FLAG: Foundation Model Representation with Latent Diffusion Alignment via Graph for Spatial Gene Expression Prediction¶

Conference: ICML 2026
arXiv: 2605.18055
Code: https://github.com/darkflash03/FLAG
Area: Medical Imaging / Spatial Transcriptomics / Diffusion Models
Keywords: Spatial Transcriptomics, Pathological H&E, Latent Diffusion, Graph Encoder, Gene Foundation Model Alignment

TL;DR¶

FLAG reformulates the prediction of spatial gene expression from H&E pathology images as a structured distribution generation problem. It employs a fixed spatial graph encoder to compress tissue topology into conditional vectors, uses a DiT for denoising in the gene dimension, and injects gene-gene regulatory priors through intermediate layer alignment with Gene Foundation Models (GFMs). This approach elevates Gene Structural Correlation (GSC) and Spatial Structural Correlation (SSC) to new heights while maintaining competitive PCC/MSE performance.

Background & Motivation¶

Background: Spatial Transcriptomics (ST) sequencing is expensive and has low throughput, whereas H&E whole-slide images (WSI) are readily available in clinical settings. Predicting gene expression for each spot from H&E images has thus become a prominent research direction. Prevailing methods treat this as a gene-wise scalar regression task: HisToGene, BLEEP, and TRIPLEX directly minimize MSE, while Stem and STFlow use diffusion or flow-matching to generate along the gene dimension.

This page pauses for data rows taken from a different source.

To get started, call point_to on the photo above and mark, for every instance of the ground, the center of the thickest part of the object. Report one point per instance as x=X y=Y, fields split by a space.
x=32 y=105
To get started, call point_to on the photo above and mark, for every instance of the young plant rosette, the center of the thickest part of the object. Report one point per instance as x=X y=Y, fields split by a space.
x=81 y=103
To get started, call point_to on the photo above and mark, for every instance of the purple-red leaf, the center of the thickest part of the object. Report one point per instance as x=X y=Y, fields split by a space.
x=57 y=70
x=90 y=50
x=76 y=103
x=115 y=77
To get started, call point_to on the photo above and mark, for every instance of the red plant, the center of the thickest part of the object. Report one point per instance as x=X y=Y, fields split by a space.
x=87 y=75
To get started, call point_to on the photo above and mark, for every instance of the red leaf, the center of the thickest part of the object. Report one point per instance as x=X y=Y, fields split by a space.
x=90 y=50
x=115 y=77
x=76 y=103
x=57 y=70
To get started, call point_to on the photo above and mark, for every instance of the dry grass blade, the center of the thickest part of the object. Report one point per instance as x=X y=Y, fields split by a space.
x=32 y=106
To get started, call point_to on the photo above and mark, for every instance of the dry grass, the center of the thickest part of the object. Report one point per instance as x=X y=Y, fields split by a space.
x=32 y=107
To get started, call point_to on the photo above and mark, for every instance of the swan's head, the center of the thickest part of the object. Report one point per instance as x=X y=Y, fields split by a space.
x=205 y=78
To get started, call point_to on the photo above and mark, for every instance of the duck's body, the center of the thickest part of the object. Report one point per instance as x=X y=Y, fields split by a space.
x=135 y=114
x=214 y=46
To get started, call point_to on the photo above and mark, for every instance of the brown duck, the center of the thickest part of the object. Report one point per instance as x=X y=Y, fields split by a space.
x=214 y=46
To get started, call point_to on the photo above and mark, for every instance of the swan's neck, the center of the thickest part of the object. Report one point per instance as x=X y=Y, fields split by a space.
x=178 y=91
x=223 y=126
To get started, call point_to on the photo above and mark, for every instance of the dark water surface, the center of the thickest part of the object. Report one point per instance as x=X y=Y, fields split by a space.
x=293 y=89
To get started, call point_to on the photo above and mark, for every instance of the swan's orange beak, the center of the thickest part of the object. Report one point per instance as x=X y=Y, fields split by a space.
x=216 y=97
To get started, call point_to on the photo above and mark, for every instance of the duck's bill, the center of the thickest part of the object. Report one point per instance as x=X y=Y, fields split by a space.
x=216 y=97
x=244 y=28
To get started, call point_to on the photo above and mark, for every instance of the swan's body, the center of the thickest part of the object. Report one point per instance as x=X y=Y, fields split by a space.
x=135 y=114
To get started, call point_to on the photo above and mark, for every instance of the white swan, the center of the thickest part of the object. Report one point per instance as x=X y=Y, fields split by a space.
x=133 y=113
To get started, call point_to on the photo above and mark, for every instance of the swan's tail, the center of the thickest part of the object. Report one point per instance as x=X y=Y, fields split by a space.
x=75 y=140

Limitations of Prior Work: All these methods rely on point-wise metrics like PCC or MSE for evaluation, completely ignoring two types of structural properties crucial for downstream pathway analysis and tissue domain identification: gene-gene regulatory networks and gene-spatial distributions (Moran's I). Consequently, while point-wise metrics appear satisfactory, the generated expression maps lack coherent internal structures—appearing either oversmoothed or lacking synergy between genes.

Key Challenge: There is a fundamental conflict between modeling the task as "independent scalar regression" and the goal of "recovering a complete multivariate distribution." The mapping from tissue to expression is inherently a one-to-many stochastic mapping, and regression averages out this variance. A natural fix would be graph-diffusion, treating spots as nodes and correlations as edges for joint diffusion. However, the authors empirically discovered a fatal Gene Dimension Curse: as the number of genes \(G\) increases from 50 to 800, the PCC of joint node-edge diffusion collapses from \(>0.8\) to nearly 0, failing far faster than node-only diffusion.

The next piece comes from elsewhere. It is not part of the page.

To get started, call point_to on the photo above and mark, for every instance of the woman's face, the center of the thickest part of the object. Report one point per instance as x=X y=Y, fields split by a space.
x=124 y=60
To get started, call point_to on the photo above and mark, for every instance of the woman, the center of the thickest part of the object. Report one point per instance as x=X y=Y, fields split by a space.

Goal: (1) Explain why joint diffusion inevitably collapses under high-dimensional gene settings; (2) Design a generative framework that respects spot-spot topology and gene-gene regulation while scaling to 200/800 genes; (3) Propose evaluation metrics that reflect biological structure rather than just point-wise accuracy.

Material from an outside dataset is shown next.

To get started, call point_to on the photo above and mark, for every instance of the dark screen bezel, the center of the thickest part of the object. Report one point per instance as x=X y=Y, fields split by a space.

Key Insight: The authors observe that as \(G\) increases, empirical estimates of correlations between spots concentrate rapidly around population values. This causes the "node-edge consistency manifold" \(\{(\mathbf{X}, \mathbf{A}) : \mathbf{A} = \mathrm{corr}(\mathbf{X})\}\) to become extremely thin. Fitting the score field on this manifold requires near-singular gradient magnitudes, exceeding the capacity of finite-width networks. Thus, the problem lies not in the network architecture but in the modeling choice of treating high-dimensional correlation matrices as diffusion targets.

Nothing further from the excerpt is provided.